Should I join a protest? Should you?
It turns out, at least in this day and age, protests are problematic agents of change.
Guidelines for starting or joining a protest:
- Do you have a legitimate grievance against a commonly accepted illegitimate power, institution or societal norm or establishment?
- Are you willing to go the distance and risk everything—your reputation, your income, your relationships, your future and perhaps your life?
- Are you willing to accept that the change that you fight for may not come within your expected time frame, may not come within your focus of the situation, may not come within your lifetime or may not come at all?
If you answered YES to those three questions, then you might consider joining or starting a protest. How to evaluate your decision:
ONE: Is your cause both worthy and viable.
• 2003 The Iraq War Protests: Worthy? Generally. Viable? No. The powers that be didn’t care what protestors thought. They went to war anyway.
• 1960 Civil Rights Protests: Worthy? Yes. Viable? Eventually. The legitimacy of the requests far exceeded the ability for government to ignore the worthiness of the underlying reality of what the protests were about.
• 2009 Occupy Movement Protests: Worthy? Yes. Viable? No. Although millions lost jobs and their homes, the central aspect that this was Wall Street and the powers that be are deeply entrenched with that band of thieves negated any hope of success for this movement.
TWO: You may die pursuing your ideals.
• 1989 The Tienanmen Square protests resulted in thousands of dead Chinese dissidents and resulted in no change in policy.

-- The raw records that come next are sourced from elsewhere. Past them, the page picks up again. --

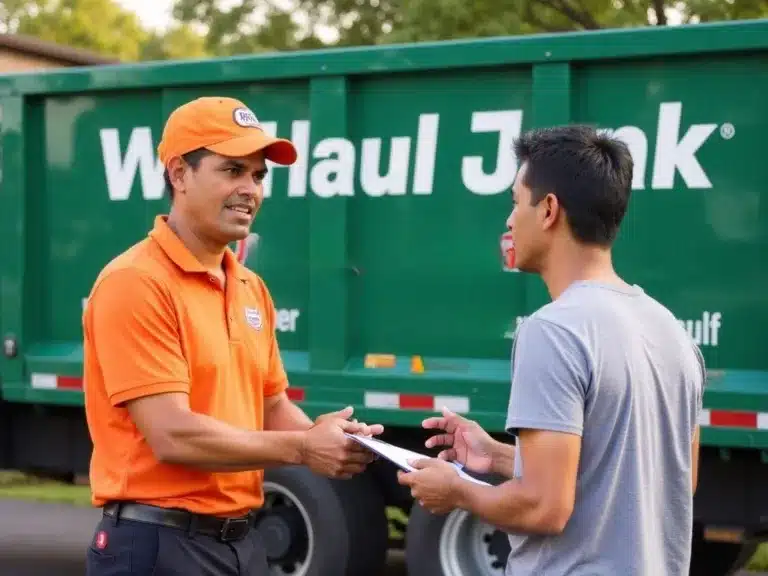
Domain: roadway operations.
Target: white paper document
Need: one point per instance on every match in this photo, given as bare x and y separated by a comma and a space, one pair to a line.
400, 456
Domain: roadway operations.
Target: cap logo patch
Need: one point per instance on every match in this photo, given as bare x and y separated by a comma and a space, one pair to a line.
245, 118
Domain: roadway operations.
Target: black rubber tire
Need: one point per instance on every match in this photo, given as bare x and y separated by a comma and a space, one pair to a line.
718, 558
348, 520
326, 513
367, 525
422, 543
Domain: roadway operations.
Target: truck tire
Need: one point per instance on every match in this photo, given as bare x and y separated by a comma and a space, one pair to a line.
365, 513
457, 544
314, 526
718, 558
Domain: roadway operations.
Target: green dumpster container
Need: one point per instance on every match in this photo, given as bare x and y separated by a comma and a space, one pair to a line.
381, 245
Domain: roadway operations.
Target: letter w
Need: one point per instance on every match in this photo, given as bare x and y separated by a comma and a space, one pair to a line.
121, 172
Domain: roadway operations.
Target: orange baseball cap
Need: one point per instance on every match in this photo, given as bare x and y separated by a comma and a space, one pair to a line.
224, 126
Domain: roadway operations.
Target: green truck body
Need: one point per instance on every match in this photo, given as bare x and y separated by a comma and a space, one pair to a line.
384, 238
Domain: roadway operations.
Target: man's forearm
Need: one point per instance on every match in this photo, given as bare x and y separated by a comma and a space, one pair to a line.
503, 460
285, 415
200, 441
511, 506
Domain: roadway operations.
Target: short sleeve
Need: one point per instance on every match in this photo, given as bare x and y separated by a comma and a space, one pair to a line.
132, 330
700, 383
276, 380
550, 377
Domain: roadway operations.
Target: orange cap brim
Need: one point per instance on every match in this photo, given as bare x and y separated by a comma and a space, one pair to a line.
277, 150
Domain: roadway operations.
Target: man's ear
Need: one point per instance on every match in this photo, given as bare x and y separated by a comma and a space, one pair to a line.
176, 170
551, 209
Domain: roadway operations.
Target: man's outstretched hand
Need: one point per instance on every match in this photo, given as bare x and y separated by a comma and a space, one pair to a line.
328, 451
433, 483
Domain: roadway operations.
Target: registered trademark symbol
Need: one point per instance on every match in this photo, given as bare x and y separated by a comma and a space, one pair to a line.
727, 131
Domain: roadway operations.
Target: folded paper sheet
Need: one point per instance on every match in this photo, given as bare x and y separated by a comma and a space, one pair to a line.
400, 456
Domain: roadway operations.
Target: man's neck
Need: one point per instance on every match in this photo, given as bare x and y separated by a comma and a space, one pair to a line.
209, 256
573, 263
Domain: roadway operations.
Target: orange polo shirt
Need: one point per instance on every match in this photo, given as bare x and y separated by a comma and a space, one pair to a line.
156, 321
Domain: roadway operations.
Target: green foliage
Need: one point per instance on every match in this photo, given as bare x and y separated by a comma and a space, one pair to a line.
205, 28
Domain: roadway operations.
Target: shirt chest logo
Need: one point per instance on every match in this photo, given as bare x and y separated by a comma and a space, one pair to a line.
253, 318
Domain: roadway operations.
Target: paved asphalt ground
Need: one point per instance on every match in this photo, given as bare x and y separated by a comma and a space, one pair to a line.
38, 539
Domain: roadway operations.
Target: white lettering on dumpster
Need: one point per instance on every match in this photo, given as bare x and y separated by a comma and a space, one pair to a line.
330, 168
703, 330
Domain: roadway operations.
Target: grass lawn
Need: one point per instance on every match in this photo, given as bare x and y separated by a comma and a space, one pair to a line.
17, 486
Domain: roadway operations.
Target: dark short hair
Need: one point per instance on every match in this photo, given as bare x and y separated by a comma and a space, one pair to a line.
588, 171
193, 159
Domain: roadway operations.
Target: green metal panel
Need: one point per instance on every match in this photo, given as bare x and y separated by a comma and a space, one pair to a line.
384, 237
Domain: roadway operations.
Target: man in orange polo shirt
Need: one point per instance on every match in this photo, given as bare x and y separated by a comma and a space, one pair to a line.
184, 387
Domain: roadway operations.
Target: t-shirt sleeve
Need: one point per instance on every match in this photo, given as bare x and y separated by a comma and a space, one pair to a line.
132, 328
701, 381
550, 378
276, 380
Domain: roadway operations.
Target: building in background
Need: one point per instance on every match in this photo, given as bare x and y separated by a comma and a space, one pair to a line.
20, 53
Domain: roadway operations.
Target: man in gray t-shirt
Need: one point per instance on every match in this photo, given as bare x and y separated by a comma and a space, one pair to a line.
605, 395
613, 366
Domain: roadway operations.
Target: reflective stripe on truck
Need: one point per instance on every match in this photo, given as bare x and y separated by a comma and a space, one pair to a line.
434, 403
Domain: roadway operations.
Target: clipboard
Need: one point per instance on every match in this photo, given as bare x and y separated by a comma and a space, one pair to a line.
400, 456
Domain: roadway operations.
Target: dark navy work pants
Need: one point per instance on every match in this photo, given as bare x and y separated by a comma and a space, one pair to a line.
127, 547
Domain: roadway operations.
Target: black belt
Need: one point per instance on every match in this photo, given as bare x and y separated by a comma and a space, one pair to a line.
224, 529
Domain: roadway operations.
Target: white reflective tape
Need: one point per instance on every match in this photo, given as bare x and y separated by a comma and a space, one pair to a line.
44, 381
382, 400
458, 404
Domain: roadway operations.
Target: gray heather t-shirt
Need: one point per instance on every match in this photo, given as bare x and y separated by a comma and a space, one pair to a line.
614, 366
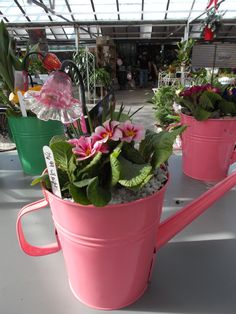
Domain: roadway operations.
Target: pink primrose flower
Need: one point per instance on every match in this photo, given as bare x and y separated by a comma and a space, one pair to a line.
86, 147
108, 131
132, 132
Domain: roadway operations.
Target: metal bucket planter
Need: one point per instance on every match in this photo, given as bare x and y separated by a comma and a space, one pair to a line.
30, 135
208, 147
109, 251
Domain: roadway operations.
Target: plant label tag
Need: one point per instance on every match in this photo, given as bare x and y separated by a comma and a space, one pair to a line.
52, 170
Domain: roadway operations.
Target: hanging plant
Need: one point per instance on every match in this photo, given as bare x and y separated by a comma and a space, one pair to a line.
211, 24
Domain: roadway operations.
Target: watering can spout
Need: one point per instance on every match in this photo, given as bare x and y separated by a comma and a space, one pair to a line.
177, 222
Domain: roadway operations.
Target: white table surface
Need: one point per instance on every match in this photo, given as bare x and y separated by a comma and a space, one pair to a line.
194, 273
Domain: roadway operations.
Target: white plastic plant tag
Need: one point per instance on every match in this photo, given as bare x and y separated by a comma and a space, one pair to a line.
22, 104
52, 170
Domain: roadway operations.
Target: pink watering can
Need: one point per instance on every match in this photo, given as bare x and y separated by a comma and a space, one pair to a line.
109, 251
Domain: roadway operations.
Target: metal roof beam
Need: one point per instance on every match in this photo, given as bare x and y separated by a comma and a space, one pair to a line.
160, 23
93, 8
69, 9
167, 8
142, 9
22, 10
118, 9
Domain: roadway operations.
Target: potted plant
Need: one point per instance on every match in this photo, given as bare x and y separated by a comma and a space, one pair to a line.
209, 141
112, 186
211, 24
107, 212
29, 133
163, 104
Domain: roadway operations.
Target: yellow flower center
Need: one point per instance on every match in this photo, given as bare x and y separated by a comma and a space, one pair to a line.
130, 133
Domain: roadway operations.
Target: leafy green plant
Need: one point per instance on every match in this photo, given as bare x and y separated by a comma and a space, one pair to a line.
184, 52
8, 59
206, 101
89, 168
102, 76
163, 101
212, 20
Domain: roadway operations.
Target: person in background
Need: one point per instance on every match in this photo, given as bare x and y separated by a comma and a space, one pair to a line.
143, 69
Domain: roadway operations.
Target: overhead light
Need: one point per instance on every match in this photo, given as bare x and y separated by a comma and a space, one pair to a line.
146, 31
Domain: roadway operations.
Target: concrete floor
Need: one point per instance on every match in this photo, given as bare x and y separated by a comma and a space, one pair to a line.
136, 99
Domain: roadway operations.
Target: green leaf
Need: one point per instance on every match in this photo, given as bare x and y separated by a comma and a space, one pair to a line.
146, 145
92, 165
83, 183
227, 107
163, 146
98, 195
132, 154
62, 152
201, 114
115, 169
132, 174
57, 138
79, 195
40, 179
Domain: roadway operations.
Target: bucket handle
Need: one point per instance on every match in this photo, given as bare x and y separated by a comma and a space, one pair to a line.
25, 246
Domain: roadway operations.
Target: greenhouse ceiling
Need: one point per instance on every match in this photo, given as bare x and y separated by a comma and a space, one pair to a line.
65, 22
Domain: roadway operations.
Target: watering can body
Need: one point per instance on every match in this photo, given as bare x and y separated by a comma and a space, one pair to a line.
109, 251
208, 147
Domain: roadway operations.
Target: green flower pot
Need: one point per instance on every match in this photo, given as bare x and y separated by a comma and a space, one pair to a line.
30, 135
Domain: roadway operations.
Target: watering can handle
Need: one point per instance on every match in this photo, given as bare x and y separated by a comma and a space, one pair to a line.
175, 223
26, 247
233, 158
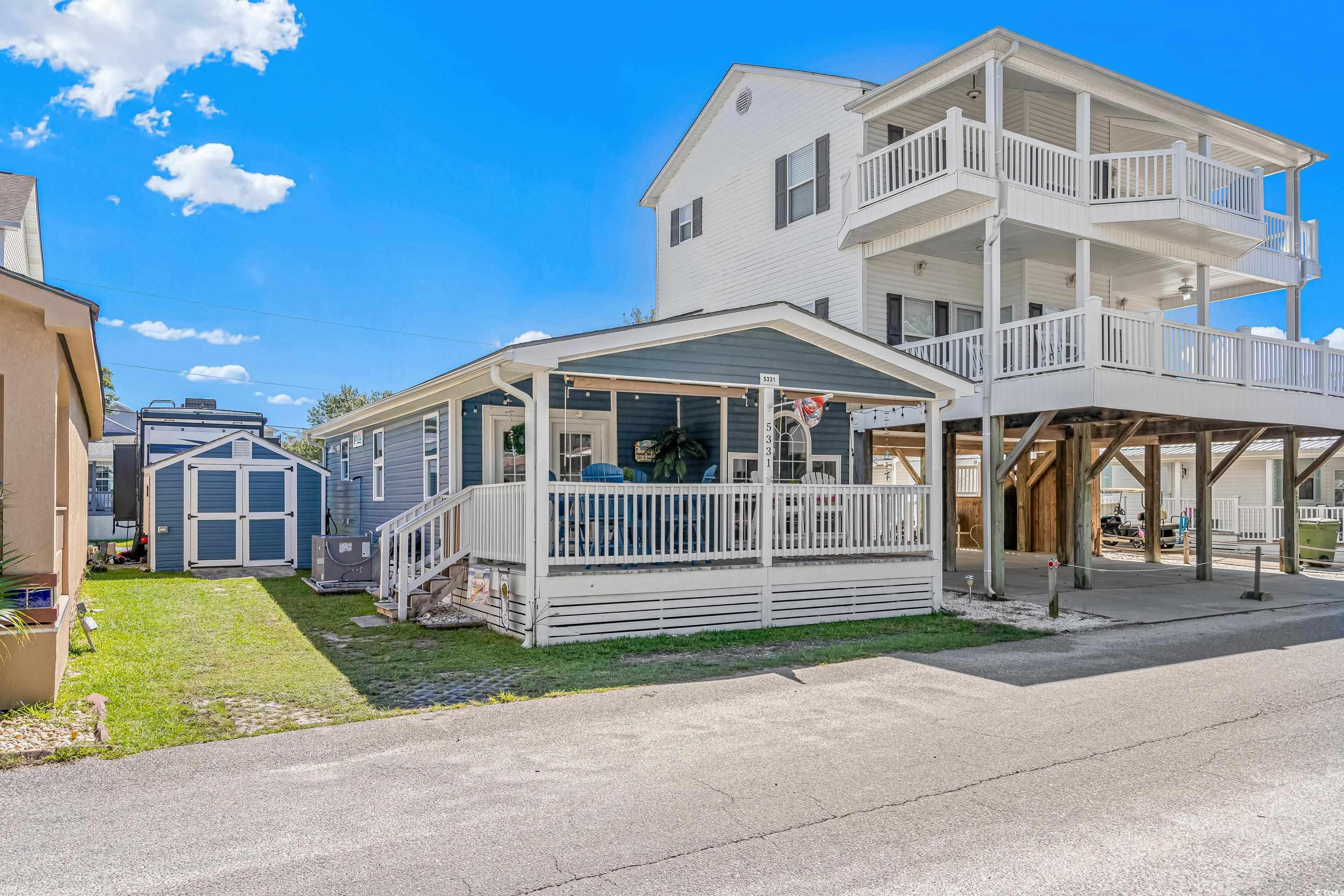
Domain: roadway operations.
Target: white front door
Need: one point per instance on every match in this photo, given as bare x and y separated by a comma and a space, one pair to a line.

• 2011 The Arab Spring Revolts created nothing but chaos with tens of thousands dying if not hundreds of thousands, including Syrians who were emboldened by the so called success of the Tunisians and possibly the Libyans. The result? ISIS, and the Arab Winter with only Tunisia surviving the tumult that has rocked the region for a decade.
THREE: Change is hard.
• Women’s voting, Women’s rights, LGBTQ rights, Black rights, Workers and Teachers strikes throughout the ages and dozens of other examples. All of those protests, movements or actions resulted in change—eventually. Most took years if not decades.
The Problem
- These days, organizing a protest is an app on your phone. Tap, tap, tap: Meet at First and Main, bring banners and gas masks.
- Your cause might be worthy, but we’ve all now got Protest Exhaustion.
- And the biggest deterrent to any protest—actually making a statement, actually raising awareness in the world today—counter-protest insurgents. Activists actively seeking to disrupt and escalate violence in your “peaceful” protest.
Do protests work these days? My personal belief is no. You want to champion a cause, change the world? Start a GoFundMe page to oust the politicians that are in the pockets of the lobbyists who actually run the world.

Addendum:
Up until recently, protests seemed to work much more effectively. And I believe this was due to the egregious injustices that people had endured. As those injustices fall to the righteous revolts whereby lawmakers enact corrective and healing laws, fewer and fewer truly dreadful inequities remain to be corrected.
Yet, folks still feel lesser than—as they should. Look at income inequality, the rich and the rest of us, the 10% and the 90% and then there’s the gender and racial income inequality too. There’s the healthcare issues, and firearm reform. And a dozen other hot-topic issues. However, the intensity of injustice, the divergent level of what wrongs exist now compared to what the future might look like — someday, are not expansive enough to engender the protests reflective of the imbalances of the past.
When such apathy occurs, and it has, the only way to change the system is from within. Green shoots sprouting within the rotting trunk of the Tree of Liberty, not without.
Blood of patriots? If the Idiot-In-Chief gets reelected, well, we may again have thousands dying to water that tree.